It breaks problems into smaller nodes, aligns them, then answers.

It doesn’t feel like a chatbot.
It feels like a system.

So consistent that even Sam Altman publicly congratulated Google.
Even Elon Musk showed up — and these two don’t hand out compliments unless they feel pressure.

For both of them to react on day one?
That alone tells you Gemini 3 wasn’t just another frontier model.


The Real Earthquake: Google Put Gemini 3 Into Search Immediately

This is the part almost everyone underestimated.

For the first time ever, Google pushed a frontier-level model straight into Search on launch day.

Search — the product they protect above all else.
Search — the interface billions of people rely on daily.
Search — the crown jewel.

Putting a brand-new model into AI mode on day one was Google saying:

“This model is strong enough to run the backbone of the internet.”

That’s not a product update.
That’s a signal.

A loud one.


Gemini 3 Is Not a Model. It’s a Reasoning Engine.

At its core, Gemini 3 is built for structured reasoning. It doesn’t react to keywords — it tracks intent. It maps long chains of logic. Its answers feel cleaner, more grounded, more contextual.

Then comes the multimodal stack.

Most models “support” multimodality. Gemini 3 integrates it.

Text, images, video, diagrams — no separate modes.
One unified context graph.

Give it mixed data and it interprets it like pieces of a single world.

The 1M token window isn’t the headline anymore.

The stability is.

Gemini 3 can hold long documents, entire codebases, and multi-hour video reasoning without drift. And its video understanding jump is massive:

  • Tracks objects through fast motion

  • Maintains temporal consistency

  • Understands chaotic footage

  • Remembers earlier scenes when analyzing later ones

This matters for robotics, autonomous driving, sports analytics, surveillance — anywhere you need a model to understand rather than describe video.


Coding: Full-System Thinking, Not Snippet Generation

Gemini 3 can refactor complex codebases, plan agent-driven workflows, and coordinate steps across multiple files without hallucinating them.

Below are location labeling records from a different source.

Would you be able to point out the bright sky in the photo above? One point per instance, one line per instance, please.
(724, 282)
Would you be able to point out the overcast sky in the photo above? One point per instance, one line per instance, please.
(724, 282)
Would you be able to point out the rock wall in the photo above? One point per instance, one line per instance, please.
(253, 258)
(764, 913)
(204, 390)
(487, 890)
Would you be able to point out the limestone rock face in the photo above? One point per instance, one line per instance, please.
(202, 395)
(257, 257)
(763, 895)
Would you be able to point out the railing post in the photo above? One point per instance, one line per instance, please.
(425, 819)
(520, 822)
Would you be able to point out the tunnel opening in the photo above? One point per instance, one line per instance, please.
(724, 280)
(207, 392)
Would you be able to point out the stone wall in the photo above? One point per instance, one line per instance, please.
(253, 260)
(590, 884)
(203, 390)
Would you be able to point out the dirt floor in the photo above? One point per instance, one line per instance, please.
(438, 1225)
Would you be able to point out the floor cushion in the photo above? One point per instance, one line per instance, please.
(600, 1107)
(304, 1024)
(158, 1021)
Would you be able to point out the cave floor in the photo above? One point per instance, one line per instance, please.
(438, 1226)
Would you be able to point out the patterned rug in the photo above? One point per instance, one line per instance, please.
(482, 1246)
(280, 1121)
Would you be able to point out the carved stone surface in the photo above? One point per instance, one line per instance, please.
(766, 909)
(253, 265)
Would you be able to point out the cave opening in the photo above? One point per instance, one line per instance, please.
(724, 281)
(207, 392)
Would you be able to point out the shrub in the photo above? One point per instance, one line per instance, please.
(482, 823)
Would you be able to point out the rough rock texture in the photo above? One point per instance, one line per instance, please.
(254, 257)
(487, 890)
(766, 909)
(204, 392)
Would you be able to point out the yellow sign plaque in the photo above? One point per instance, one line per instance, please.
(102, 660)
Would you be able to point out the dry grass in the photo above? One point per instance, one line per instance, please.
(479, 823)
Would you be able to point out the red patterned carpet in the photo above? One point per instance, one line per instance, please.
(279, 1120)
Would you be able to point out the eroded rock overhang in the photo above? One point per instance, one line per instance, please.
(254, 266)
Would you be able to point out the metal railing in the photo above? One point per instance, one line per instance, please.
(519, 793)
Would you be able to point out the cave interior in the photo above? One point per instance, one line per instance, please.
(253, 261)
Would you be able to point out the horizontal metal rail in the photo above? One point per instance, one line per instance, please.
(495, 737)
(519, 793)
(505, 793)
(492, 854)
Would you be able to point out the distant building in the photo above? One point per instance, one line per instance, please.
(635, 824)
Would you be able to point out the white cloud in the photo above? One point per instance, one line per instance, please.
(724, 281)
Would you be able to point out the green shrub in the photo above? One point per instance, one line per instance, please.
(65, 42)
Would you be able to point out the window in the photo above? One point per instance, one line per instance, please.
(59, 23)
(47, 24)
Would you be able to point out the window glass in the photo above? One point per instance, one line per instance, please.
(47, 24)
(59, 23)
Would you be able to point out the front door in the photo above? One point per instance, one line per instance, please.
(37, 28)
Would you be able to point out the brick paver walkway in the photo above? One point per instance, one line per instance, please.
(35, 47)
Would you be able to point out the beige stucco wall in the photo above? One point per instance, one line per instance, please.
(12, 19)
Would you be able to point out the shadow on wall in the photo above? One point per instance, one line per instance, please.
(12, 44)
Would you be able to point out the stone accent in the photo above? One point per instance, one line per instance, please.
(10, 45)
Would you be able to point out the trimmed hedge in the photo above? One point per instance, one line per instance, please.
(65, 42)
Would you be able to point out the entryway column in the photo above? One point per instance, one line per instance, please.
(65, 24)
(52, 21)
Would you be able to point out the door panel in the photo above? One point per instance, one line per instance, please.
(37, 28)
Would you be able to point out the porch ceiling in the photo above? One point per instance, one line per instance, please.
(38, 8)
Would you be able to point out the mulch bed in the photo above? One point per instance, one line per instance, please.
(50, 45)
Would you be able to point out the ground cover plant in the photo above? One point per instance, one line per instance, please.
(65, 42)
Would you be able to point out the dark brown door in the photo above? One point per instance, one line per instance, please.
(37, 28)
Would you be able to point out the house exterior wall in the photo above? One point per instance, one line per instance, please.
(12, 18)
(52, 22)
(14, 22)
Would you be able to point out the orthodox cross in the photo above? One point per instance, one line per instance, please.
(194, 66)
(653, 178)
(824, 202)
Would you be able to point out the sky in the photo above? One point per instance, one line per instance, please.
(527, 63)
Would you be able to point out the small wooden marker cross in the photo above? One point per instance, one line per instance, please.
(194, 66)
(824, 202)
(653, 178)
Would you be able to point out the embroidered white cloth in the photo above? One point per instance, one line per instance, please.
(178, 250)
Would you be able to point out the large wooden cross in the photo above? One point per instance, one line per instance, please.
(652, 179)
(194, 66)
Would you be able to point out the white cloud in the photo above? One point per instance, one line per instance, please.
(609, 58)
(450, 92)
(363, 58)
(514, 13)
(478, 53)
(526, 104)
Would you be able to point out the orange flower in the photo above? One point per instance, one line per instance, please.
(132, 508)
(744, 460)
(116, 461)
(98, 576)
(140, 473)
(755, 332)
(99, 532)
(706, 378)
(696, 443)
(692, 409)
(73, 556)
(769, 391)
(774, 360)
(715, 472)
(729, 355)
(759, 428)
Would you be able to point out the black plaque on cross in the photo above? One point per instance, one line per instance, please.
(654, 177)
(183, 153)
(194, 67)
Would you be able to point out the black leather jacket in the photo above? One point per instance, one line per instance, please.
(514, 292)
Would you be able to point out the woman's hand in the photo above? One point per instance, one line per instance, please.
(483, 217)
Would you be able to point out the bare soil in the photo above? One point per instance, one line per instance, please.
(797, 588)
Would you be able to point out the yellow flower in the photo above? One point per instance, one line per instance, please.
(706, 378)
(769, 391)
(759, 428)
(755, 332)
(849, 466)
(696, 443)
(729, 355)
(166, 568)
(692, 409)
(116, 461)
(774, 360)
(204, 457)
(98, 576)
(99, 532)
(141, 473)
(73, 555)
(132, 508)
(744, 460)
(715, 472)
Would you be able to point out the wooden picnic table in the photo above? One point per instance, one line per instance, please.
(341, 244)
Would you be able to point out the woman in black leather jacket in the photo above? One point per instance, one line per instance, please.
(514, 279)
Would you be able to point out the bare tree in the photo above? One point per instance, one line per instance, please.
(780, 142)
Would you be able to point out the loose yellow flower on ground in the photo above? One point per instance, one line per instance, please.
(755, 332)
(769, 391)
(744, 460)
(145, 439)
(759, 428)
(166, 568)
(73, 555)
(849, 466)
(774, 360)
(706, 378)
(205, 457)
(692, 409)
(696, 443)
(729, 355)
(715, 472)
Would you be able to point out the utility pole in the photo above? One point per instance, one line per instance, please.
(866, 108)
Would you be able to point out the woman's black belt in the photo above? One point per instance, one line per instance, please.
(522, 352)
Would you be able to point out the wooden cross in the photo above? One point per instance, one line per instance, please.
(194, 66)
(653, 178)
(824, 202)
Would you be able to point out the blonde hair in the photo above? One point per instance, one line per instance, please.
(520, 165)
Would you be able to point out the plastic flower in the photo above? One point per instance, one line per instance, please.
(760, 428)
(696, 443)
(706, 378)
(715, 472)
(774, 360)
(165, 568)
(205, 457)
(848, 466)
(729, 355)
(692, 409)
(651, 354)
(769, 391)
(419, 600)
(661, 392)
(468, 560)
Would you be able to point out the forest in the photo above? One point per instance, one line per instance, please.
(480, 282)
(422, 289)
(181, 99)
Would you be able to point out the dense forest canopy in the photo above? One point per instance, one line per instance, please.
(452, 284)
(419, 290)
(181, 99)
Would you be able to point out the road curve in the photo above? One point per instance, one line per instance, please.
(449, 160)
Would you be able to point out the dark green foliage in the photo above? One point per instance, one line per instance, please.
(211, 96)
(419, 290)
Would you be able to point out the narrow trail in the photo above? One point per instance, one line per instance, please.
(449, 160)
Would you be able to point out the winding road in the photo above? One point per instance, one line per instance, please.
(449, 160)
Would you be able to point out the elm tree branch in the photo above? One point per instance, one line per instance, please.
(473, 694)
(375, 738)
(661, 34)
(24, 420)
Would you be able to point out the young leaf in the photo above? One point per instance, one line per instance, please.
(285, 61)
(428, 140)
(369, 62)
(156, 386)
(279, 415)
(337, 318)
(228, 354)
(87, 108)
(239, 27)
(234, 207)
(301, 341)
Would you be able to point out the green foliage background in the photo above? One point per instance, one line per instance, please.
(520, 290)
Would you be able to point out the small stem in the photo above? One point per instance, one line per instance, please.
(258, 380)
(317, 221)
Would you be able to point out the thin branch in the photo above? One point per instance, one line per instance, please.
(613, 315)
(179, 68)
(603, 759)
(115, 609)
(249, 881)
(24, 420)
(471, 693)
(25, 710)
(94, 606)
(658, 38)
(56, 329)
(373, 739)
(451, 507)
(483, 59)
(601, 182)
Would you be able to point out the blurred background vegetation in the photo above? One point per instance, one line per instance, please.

But the real shift isn’t coding.

It’s what Google built around the model.


The Full-Stack Trap

For years, Google looked slow, bureaucratic, scattered.
But behind the scenes, they were aligning the machine:

  • DeepMind

  • Search

  • Android

  • Chrome

  • YouTube

  • Maps

  • Cloud

  • Ads

  • Devices

  • Silicon

All snapped together during Gemini 3’s release.

This is something OpenAI cannot replicate.
OpenAI lives inside partnerships.
Google lives inside an empire.

They own:

  • the model

  • the cloud

  • the OS

  • the browser

  • the devices

  • the data

  • the distribution pipeline

  • the search index

  • the apps

  • the ads

  • the user base

Gemini 3 is not just powerful —
it’s everywhere by default.

This is Google’s real advantage.
Not the model.
The ecosystem.


Anti-Gravity: Google’s Quiet AGI Training Ground

People misunderstood Anti-Gravity as another IDE or coding assistant.

Wrong.

Anti-Gravity is Google building the first agent-first operating environment.

A place where Gemini can:

  • plan

  • execute

  • debug

  • switch tools

  • operate across windows

  • work through long tasks

  • learn software the same way humans do

This is how you train AGI behavior.

Real tasks.
Real environments.
Long-horizon planning.

Look at VendingBench 2 — the simulation where the model must run a virtual business for a full year. Inventory. Pricing. Demand forecasting. Hundreds of sequential decisions.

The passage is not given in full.